Allow me to recall all the appropriate synonyms from the thesauri. For golf connoisseurs the purpose of the drive is to steer, direct or guide the ball from the tee down the fairway.
There are not too many of them around in our golfing-school as part of which I do duty on Saturdays. Any direction is good provided that it is appropriately acknowledged.
Accolades of “WELL HIT” or “YOU HIT THE BALL A MILE” are always welcome if the following shot is in a reasonably playable position. Bolder and less refined golfers use it to hammer, force, thrust or propel the ball towards some coordinate long forgotten by the creator - which is usually followed by a loud CUT or FORE! Occasionally an even louder f-related four-letter word blemishes your pose just before you sink, plunge, send or hurl the club in a direction from where you will hopefully be able to retrieve it after many apologies for behaving like a real jack-ass.
I have witnessed drivers travelling much further than well hit balls. I have a tendency to push the ball – off course of course. I have seen drivers plunged and sank into lakes, earth and marshes without any intention to swim, stand or float. I have seen them snapped and dented.
In earlier days such behaviour was associated with a bad temper or signs of weakness. As respected professionals practise it more and more, judgement or comment swayed towards frustration, irritation, or even better – OH SO competitive. All are seemingly quite acceptable depending on abundant logos on your cap, shirt and golf-bag.
That is perhaps what we as amateur players are doing wrong – we don’t look the part. This behaviour never helped anyway except for the momentary joy of taking it out on the REAL culprit.
I already hinted that I am a man small in posture. Towards my goal of living and playing golf until I am a hundred years old, I am already past the halfway mark towards mission accomplished. It has become increasingly more important for me to use the ‘big stick’.
Fate forced me to have a special relationship with my driver. What I have learned was that a driver has a personality like a faithful and loyal dog. It is fully trainable if you treat it with the respect it deserves.
Training your driver - as with Rover, Chum and Jasper, Rapture, Burner or Diablo – it requires plenty of fortitude, a fair share of luck and also the acceptance that it will probably bite you every now and then. Thereafter you can confidently play it from the tee-box, fairway, rough, semi-rough or ‘mielies’ (maize field).

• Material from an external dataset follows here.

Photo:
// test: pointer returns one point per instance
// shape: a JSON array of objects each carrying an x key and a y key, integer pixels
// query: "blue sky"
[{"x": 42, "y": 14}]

Chris told me once that he heard a comment that a golfer that is using a driver from the semi’s, has a head made from the same material as his driver to which I replied – Let it be. Well – be it as it may, I now enjoy a success rate of more than 95% doing everything the text books tell me I shouldn’t try with a driver. Listen to yourself sir – practise makes perfect.
The driver is particularly useful when you have small spaces to clear from any distance between 50 and 200 meters when you need to play around or under annoying trees.
Three things are very important; Assessment of the obstacle, concentration of the execution and the duration of prayers. However, my driver suffers from worst case ‘fear of sand’; Out of bunkers it without exception fails to cooperate.
Why then is it always so willing to drive the ball into a bunker? Perhaps it is a hint to manufacturers that they should consider packaging drivers and sand-wedges as matching pairs – almost like a hammer and a rake.
Cleary, effectively chipping with my driver off the deck is something I have yet to master. I have not given up on it though and have another forty odd years to train it.
So take your stance and perfect set-up, take dead-aim, swing back slo-o-o-w-ly hit through the ball - AND KEEP YOUR HEAD STILL!
A friend says it is all about tempo; backswing: “My mother in law is…” through-swing: “a witch!”